Drive a large screw-eye into them. Pull on it. You can use a jack. If you are lucky they will pull out. If you are not lucky they will lift the concrete.

You can weaken and loosen them by drilling deep, large-diameter holes down them. This will also generate heat that will help them to dry out and shrink.

Thanks for the tips. I’ll try that when the time comes for trying to get them out. The more I think about it the more I think maybe there’s no shortcut here. Even if I got them out would I actually be able to get concrete posts into what would be a very tight hole, would I be able to concrete them in.

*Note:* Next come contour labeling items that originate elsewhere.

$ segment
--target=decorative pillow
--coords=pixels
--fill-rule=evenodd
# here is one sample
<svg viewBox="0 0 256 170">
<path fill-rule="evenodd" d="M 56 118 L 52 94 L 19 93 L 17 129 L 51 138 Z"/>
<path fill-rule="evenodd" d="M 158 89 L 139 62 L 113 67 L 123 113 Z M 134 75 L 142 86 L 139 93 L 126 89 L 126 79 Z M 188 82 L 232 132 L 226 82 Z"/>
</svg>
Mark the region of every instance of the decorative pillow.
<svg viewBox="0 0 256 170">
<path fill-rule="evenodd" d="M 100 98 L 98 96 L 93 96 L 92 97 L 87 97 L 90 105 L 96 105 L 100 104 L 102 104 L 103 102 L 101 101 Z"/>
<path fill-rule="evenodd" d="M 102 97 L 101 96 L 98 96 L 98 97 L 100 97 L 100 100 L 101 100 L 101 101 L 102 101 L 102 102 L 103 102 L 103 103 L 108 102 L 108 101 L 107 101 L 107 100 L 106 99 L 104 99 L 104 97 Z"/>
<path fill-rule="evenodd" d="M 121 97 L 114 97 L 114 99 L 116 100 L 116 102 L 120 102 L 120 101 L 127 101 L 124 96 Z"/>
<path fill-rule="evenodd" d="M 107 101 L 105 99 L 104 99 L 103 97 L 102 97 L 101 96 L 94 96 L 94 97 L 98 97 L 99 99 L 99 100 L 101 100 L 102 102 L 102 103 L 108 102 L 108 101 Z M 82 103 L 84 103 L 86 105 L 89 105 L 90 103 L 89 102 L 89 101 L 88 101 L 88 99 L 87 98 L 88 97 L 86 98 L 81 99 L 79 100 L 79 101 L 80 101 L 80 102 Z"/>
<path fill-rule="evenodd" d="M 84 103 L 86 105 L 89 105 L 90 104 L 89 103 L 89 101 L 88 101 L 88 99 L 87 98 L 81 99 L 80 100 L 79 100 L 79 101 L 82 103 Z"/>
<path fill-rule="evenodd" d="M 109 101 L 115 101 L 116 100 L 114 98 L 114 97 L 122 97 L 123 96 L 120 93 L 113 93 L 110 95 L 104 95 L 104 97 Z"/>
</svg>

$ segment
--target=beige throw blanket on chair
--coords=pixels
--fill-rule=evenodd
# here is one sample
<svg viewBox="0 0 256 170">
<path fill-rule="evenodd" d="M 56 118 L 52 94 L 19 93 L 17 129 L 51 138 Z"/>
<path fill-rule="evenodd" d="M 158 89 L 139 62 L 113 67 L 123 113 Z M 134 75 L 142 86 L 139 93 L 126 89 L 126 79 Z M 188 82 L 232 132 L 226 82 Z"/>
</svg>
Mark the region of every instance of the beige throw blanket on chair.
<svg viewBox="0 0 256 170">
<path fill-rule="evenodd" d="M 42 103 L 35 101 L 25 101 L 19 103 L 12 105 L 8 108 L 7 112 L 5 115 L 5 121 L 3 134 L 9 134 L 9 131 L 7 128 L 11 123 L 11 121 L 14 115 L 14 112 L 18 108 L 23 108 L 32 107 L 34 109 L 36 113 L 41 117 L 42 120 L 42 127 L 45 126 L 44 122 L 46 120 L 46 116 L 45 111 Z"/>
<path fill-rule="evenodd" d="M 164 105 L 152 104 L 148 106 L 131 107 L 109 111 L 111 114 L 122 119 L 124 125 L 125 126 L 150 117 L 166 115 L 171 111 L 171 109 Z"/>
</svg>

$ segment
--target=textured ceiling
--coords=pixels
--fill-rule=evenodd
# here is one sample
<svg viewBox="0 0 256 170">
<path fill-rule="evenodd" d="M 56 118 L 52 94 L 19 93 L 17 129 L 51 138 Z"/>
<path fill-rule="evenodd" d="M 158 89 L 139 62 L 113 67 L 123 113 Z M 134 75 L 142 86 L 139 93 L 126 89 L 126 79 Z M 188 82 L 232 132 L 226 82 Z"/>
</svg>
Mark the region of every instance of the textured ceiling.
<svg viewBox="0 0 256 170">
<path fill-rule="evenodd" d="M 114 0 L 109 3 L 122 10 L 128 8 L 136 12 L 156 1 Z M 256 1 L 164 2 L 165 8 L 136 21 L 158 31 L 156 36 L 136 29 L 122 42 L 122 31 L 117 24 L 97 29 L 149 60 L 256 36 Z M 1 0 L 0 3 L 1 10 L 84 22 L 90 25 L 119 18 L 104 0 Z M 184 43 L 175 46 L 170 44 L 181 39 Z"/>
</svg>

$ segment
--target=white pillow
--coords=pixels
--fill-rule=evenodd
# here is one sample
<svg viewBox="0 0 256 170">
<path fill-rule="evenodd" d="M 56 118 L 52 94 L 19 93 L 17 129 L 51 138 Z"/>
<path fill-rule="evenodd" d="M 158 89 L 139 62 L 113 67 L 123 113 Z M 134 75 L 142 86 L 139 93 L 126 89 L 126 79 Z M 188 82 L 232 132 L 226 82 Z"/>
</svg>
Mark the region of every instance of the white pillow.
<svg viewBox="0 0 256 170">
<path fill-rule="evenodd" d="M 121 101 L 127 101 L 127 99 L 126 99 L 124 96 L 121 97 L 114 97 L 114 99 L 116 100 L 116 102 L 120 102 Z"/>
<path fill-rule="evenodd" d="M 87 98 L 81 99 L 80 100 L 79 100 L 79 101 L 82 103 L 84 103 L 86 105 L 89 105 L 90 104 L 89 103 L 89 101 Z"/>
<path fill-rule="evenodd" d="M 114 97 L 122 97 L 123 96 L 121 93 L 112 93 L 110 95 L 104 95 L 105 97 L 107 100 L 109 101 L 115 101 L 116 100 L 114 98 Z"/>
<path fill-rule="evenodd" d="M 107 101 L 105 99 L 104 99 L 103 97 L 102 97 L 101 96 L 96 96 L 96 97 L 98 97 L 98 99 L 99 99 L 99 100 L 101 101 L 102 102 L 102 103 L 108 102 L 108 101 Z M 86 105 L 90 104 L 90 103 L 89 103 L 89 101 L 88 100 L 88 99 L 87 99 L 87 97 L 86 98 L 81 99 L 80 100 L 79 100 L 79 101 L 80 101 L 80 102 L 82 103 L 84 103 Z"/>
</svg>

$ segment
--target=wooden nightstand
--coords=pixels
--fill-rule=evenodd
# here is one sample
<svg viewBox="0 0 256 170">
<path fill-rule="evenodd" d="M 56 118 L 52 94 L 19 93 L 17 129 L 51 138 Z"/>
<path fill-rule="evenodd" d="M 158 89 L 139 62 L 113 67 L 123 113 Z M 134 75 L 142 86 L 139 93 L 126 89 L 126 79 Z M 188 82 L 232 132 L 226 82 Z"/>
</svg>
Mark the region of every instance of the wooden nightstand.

Maybe I just need to bite the bullet and angle grind the concrete for clean line cuts either side of the posts. Then break up the concrete around the posts themselves, leaving the concrete divider intact between the posts themselves. Get them all out, dig the holes deeper if need be, concrete the new posts in. Sounds simple enough but lots of effort I fear. Was hoping there’d be a magic drilling tool the pros use for this sort of situation.
 
Let’s see if I can explain this right. This is how I pulled mine out

drill a 12-18 mm hole right through the post, about 150mm above the soil line. Put a rope through and tie into a loop so you have a 600mm diameter hoop of rope. Make a stump of bricks about 5 or 6 courses high (or a stump of timber the same height) and then get a nice long piece of 8x2 joist, or such like. Put the end in the hoop of rope and push the other end downwards, using the stump of bricks as a fulcrum.
I managed to pull out several post with relative ease using this simple rig.
 
Let’s see if I can explain this right. This is how I pulled mine out

drill a 12-18 mm hole right through the post, about 150mm above the soil line. Put a rope through and tie into a loop so you have a 600mm diameter hoop of rope. Make a stump of bricks about 5 or 6 courses high (or a stump of timber the same height) and then get a nice long piece of 8x2 joist, or such like. Put the end in the hoop of rope and push the other end downwards, using the stump of bricks as a fulcrum.
I managed to pull out several post with relative ease using this simple rig.

Thanks. Sounds like a good plan. I’ll try that on mine. The exception being the post that has snapped at ground level.